Jésus logea devant le quartier juif, dans une hôtellerie où on avait
préparé beaucoup de cabanes de feuillage pour la fête des tabernacles.
(27 septembre.) Ce matin,
lorsque Jésus alla à la synagogue pour y enseigner, une grande foule de
malades était rassemblée devant cet édifice : il y avait aussi plusieurs
possédés furieux. Les pharisiens et les sadducéens qui, du reste,
paraissaient très bien disposés, voulaient renvoyer ces gens, disant
qu'ils ne devaient pas être si importuns, que ce n'était pas le moment,
etc. Mais Jésus parla encore avec une grande bonté : il dit qu'ils
pouvaient rester là, qu'il était venu pour eux, et il en guérit
plusieurs.
Le sanhédrin juif de
l'endroit avait pendant ce temps mis en délibération si on laisserait
enseigner un homme contre lequel il s'élevait tant de contradiction :
toutefois ils donnèrent leur assentiment à l’unanimité Ils avaient déjà
entendu parler de lui très favorablement, surtout à propos de la
guérison opérée à distance du fils du centurion de Capharnaum.
Les disciples nouvellement arrivés parlèrent hier soir à Jésus d'un
autre malade de Capharnaum qui, disaient-ils, méritait fort qu'il lui
vînt en aide.
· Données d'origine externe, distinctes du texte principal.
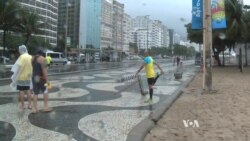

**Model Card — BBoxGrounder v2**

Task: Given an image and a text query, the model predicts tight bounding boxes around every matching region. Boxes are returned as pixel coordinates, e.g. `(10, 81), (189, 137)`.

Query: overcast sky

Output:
(118, 0), (250, 40)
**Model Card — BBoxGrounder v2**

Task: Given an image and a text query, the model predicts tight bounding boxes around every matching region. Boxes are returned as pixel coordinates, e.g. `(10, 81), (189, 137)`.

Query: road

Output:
(0, 61), (196, 141)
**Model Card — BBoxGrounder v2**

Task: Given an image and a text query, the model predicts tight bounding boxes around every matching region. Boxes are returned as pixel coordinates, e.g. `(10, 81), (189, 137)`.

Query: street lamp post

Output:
(64, 1), (70, 58)
(146, 15), (149, 51)
(203, 0), (212, 92)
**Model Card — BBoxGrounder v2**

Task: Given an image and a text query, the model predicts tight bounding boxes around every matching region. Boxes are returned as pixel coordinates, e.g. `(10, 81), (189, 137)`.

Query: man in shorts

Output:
(11, 45), (32, 110)
(32, 49), (52, 113)
(137, 52), (164, 103)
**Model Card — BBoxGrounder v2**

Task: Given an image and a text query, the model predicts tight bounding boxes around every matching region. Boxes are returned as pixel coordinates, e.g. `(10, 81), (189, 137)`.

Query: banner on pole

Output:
(192, 0), (227, 29)
(192, 0), (203, 29)
(211, 0), (227, 29)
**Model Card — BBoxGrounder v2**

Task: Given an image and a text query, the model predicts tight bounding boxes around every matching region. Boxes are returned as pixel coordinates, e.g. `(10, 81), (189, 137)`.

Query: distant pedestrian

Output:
(46, 54), (52, 68)
(137, 52), (164, 103)
(176, 57), (181, 67)
(32, 49), (52, 113)
(11, 45), (32, 110)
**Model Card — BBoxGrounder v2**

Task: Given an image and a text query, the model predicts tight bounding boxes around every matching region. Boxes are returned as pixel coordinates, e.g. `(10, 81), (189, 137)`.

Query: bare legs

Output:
(32, 93), (52, 113)
(18, 90), (32, 110)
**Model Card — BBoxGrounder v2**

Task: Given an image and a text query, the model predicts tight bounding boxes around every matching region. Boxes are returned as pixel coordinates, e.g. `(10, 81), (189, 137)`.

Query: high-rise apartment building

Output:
(152, 20), (163, 47)
(122, 13), (131, 52)
(101, 0), (113, 49)
(112, 0), (124, 51)
(58, 0), (80, 47)
(17, 0), (58, 47)
(168, 29), (174, 47)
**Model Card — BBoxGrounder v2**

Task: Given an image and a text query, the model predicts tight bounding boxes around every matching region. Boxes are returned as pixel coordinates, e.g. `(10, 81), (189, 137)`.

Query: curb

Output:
(126, 71), (197, 141)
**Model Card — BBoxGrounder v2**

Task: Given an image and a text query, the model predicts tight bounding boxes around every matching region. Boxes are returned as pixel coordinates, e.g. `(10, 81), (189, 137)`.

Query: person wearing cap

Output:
(32, 49), (52, 114)
(11, 45), (32, 110)
(136, 52), (164, 104)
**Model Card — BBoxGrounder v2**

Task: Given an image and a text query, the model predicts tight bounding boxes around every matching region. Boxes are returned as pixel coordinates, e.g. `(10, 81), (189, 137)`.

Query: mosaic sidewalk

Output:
(0, 65), (195, 141)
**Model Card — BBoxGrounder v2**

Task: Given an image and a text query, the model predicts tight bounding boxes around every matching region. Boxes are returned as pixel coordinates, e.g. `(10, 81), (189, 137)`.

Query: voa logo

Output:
(183, 120), (200, 128)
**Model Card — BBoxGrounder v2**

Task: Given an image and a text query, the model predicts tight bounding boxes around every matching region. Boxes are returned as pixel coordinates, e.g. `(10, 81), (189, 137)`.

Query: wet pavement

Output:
(0, 61), (196, 141)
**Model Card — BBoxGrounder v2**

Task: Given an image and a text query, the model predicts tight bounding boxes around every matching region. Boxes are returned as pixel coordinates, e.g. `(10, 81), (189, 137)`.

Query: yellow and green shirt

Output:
(144, 56), (155, 78)
(17, 53), (32, 81)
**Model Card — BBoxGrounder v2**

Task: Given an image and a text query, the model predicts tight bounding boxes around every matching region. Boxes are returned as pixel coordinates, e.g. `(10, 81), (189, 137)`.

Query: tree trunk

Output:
(214, 52), (221, 66)
(239, 48), (243, 72)
(222, 51), (225, 67)
(24, 35), (30, 45)
(3, 30), (7, 56)
(245, 43), (248, 67)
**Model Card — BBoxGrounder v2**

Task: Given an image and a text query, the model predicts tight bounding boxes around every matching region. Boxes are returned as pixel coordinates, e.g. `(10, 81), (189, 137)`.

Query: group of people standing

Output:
(10, 45), (52, 113)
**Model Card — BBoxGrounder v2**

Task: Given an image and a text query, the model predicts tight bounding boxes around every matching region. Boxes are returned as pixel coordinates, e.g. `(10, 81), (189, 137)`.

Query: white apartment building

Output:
(130, 15), (169, 49)
(112, 0), (124, 51)
(101, 0), (113, 49)
(130, 15), (153, 49)
(151, 20), (163, 47)
(122, 13), (131, 52)
(136, 29), (149, 50)
(162, 25), (169, 47)
(174, 33), (181, 44)
(17, 0), (58, 47)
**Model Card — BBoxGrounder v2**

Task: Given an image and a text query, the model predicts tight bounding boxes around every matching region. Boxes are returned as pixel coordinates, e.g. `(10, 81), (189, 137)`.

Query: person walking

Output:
(176, 56), (181, 67)
(10, 45), (32, 110)
(46, 55), (52, 68)
(32, 49), (52, 113)
(136, 52), (164, 103)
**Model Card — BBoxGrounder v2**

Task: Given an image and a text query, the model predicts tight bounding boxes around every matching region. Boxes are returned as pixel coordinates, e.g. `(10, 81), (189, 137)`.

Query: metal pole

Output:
(147, 15), (149, 51)
(203, 0), (212, 92)
(65, 1), (68, 58)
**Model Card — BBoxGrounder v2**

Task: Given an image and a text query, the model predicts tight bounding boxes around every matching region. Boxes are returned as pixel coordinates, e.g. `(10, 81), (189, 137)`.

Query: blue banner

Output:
(192, 0), (203, 29)
(211, 0), (227, 29)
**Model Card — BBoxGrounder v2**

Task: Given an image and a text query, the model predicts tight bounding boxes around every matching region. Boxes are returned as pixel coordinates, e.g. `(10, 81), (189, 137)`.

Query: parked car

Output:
(45, 51), (68, 65)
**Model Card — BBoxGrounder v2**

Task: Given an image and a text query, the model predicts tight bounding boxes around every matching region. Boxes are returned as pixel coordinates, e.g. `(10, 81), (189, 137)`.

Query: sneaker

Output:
(144, 99), (153, 104)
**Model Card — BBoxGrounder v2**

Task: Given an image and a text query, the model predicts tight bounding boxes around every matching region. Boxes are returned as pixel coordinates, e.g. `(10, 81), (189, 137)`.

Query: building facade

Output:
(168, 29), (174, 47)
(101, 0), (113, 49)
(17, 0), (58, 47)
(122, 13), (131, 52)
(57, 0), (80, 47)
(112, 0), (124, 51)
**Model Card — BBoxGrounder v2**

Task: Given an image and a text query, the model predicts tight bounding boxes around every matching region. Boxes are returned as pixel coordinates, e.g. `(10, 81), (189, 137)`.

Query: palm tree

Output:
(0, 0), (20, 55)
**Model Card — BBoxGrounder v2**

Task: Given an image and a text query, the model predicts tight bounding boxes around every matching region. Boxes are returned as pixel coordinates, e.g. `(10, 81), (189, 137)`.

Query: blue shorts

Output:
(32, 78), (46, 95)
(16, 85), (30, 91)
Jésus enseigna ensuite dans la synagogue. Il parla
beaucoup d'Elie, d'Achab, de Jézabel, et de l'idole de Baal qui avait
été érigée à Samarie Je vis tout ce dont il parla. Après midi il y eut
un repas et il guérit encore. Le soir commença le sabbat : l'instruction
fut tirée du Deutéronome (XXIX, 10-31) et d'Isaïe (LXI, 10 jusqu'à LXIV,
1) Il y était dit comment Moïse, avant de transmettre sa charge à Josué,
renouvela l'alliance de Dieu avec Israël. Dans l'explication il fut fort
question de l'idolâtrie à Samarie, d'Achab, de Jézabel et d'Elle. Jésus
parla aussi de Jonas, auquel le corbeau n'avait pas apporté de pain
parce qu'il avait été désobéissant (je crois qu'il doit s'être passé ici
quelque chose de relatif à ce prophète : mais je l'ai oublié). Il fut
aussi question de Balthazar, roi de Babylone, qui profana les vases
sacrés et vit des caractères écrits sur la muraille. Je vis tout cela.
Il enseigna longtemps et avec force sur les textes d'Isaïe, se les
appliqua à lui-même d'une manière admirable, et dit aussi des choses
très profondes sur ses souffrances et sur son triomphe. Il parla de
celui qui foule le pressoir et de son vêtement tout rouge de sang, de
travaux solitaires, de l’oppression des peuples foulés aux pieds.
Auparavant il avait parlé du renouvellement de Sion et des gardiens
veillant sur les murs de Sion : je sentis qu’il entendait par là l’Eglise.
Il enseigna d'une façon si claire pour moi, mais si grave et si
profonde, que les savants juifs furent émus et ébranlés sans pourtant le
bien comprendre. Ils se réunirent encore dans la nuit, feuilletèrent des
écritures et tinrent toute sorte de propos, ils pensaient qu'il devait
avoir fait alliance avec quelque peuple voisin, et qu'il avait dessein
de venir avant peu conquérir la Judée avec une grande armée.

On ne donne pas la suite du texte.